On Fridays for the next month, we’ll be discussing The Crucible of Doubt by Terryl and Fiona Givens. Up today: the introduction, chapter 1, and chapter 2.*
A reminder: the main event here in this book club is not my posts about the book, but your thoughts, and especially the contributions of our featured commenters Sam Brown, Robert Couch, Kristine Haglund, Heather Hardy, Emily Jensen, Brandt Malone, Mitch Mayne, Rosalynde Welch, and Dan Wotherspoon.
Since the conversation is most the important thing here, I’ll be editing or deleting comments that are insulting or just wildly off-topic.

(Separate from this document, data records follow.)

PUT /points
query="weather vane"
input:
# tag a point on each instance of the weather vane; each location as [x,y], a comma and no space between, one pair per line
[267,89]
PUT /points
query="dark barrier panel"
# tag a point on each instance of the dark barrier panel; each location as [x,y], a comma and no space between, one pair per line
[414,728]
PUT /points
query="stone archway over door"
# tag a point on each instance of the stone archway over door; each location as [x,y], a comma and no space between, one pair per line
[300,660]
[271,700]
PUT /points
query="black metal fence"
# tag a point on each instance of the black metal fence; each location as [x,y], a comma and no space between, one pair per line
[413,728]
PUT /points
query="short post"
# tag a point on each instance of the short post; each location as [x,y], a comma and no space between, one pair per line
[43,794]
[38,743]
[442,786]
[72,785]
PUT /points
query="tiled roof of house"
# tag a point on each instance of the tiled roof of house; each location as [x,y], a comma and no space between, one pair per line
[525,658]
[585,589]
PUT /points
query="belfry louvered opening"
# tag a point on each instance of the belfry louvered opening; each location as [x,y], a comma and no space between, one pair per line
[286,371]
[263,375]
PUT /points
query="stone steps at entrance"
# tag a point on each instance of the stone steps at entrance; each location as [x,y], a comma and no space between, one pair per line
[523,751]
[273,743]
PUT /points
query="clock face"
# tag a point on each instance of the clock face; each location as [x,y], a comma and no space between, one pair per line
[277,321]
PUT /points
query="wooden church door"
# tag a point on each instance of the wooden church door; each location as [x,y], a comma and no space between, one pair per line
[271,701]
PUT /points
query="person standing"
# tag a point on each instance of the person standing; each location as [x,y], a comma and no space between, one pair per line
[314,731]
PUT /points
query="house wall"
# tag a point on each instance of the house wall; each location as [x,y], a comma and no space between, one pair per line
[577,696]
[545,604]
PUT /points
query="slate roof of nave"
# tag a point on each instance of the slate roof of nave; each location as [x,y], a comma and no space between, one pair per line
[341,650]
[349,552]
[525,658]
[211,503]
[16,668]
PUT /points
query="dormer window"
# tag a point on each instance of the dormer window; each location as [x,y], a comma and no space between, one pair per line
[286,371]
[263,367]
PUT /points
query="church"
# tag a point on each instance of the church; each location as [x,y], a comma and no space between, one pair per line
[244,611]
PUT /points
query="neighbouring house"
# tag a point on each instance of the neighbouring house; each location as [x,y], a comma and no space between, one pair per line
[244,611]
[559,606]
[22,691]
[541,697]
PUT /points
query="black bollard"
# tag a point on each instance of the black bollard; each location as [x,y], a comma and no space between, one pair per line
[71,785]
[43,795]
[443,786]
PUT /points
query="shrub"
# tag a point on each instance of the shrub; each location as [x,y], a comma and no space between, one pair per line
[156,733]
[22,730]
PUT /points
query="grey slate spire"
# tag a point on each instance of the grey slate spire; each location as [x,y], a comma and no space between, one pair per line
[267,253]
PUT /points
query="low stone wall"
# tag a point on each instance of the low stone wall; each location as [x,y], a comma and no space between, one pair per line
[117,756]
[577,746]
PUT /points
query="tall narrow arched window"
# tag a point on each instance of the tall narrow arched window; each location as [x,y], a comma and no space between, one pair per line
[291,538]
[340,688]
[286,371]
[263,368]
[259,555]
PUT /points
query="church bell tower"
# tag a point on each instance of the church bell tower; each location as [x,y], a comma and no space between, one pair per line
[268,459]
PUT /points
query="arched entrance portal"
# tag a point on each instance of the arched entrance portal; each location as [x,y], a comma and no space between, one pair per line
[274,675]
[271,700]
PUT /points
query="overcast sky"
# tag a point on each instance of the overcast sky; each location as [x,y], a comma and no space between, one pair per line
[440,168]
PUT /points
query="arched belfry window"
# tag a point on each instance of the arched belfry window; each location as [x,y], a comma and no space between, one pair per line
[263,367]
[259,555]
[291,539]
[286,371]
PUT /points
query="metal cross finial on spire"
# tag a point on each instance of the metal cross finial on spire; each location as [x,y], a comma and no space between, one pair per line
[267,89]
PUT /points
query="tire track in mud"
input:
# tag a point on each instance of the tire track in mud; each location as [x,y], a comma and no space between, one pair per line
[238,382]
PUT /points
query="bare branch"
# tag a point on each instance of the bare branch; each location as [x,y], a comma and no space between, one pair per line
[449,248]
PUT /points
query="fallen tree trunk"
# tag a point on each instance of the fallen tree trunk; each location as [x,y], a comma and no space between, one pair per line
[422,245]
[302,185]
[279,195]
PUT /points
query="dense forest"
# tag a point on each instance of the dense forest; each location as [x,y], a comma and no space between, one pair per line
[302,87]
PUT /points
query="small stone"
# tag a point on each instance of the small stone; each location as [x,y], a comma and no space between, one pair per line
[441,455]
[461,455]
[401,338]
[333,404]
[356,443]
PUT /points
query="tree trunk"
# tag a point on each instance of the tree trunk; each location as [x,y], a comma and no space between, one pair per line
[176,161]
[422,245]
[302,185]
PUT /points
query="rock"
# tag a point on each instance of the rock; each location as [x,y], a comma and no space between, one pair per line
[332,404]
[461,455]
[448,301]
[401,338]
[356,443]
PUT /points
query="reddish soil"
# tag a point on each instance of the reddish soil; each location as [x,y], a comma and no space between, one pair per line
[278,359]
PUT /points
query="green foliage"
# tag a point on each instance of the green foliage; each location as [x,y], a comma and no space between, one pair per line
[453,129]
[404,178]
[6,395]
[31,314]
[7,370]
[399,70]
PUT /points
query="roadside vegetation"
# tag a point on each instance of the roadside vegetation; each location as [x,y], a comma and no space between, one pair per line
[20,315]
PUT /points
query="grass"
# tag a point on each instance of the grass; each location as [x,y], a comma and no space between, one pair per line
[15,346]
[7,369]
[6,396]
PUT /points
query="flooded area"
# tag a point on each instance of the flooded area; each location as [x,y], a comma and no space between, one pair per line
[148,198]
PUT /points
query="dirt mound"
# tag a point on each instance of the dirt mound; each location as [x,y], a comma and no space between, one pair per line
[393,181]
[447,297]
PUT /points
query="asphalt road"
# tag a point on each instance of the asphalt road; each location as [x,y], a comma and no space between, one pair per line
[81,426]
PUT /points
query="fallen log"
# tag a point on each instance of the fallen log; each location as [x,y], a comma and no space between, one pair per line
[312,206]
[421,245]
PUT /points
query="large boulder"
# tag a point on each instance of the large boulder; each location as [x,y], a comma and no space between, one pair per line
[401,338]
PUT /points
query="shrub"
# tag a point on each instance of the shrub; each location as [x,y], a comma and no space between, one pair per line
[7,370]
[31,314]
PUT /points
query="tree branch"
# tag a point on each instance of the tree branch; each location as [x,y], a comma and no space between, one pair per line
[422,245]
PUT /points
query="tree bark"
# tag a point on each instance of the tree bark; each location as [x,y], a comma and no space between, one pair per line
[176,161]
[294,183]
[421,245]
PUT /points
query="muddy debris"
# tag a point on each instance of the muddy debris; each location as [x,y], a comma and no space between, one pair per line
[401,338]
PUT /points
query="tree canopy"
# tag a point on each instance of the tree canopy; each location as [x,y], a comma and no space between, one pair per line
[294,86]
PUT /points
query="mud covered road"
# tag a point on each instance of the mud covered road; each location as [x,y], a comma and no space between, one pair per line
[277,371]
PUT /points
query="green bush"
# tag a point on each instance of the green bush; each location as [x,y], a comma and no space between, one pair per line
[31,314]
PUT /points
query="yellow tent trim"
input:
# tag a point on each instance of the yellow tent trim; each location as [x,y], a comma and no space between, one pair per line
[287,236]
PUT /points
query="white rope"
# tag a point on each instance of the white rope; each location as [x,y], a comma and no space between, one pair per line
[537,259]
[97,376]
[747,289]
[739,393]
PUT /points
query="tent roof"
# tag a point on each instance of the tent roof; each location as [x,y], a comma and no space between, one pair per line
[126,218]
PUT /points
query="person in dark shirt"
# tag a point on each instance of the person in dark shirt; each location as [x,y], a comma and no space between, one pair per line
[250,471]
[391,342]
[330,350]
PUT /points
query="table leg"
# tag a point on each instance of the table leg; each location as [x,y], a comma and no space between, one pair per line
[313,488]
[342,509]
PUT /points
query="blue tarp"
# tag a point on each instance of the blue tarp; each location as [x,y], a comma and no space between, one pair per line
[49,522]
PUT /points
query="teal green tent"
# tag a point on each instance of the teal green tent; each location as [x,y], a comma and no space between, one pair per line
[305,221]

This is going to be a safe place to talk about doubt. No accusations or counter-accusations. It’s fine to discuss uncomfortable or difficult questions you have about the Church, but please use “I statements” and remember we’re all in this journey together.
To get our conversation started, I wanted to post a short, rather amazing quote from the book and then some discussion questions.
. . . . true religion is inseparable from suffering. It tells us the truth about the human condition without flinching, offers no cheap solutions, and conceals none of the costly price . . . . We feel unmoored if our religion fails to answer all our questions, if it does not resolve our anxious fears, if it does not tie up all loose ends. We want a script, and we find we stand before a blank canvas . . . Perhaps we would do better if we came to understand the fundamental incompleteness of the blueprint as something other than a defect, a failure. It is the way it must be, and the way it should be. (pp. 31-32)
So, with that in mind:
- Does the LDS Church encourage us to be comfortable with loose ends, or does it perhaps overemphasize the idea that “real” faith will eventually culminate in perfect knowledge?
- What are the questions or doubts you still have about Mormonism, and how comfortable are you with the possibility that you may never get an answer?
- How far can logic take us in evaluating the truth claims of the Church?
- How much inaccuracy can you personally accept in LDS history, theology, or scripture, believing that “different ways of knowing” point overall to the LDS message being beautiful or inspiring?
- What do you think of the assertion that “true religion is inseparable from suffering”? (p. 31)
P.S. For next Friday, we’ll read chapter 3 on the role & function of the Church and chapter 4 on the use and abuse of Scripture. That’s about 20 pages, all together.
* My apologies to all the eNerds out there who are reading this on the Kindle or another device — I used the print page numbers last week when I gave out the reading assignment. From now on I’ll just use the chapter numbers and titles, which are universal.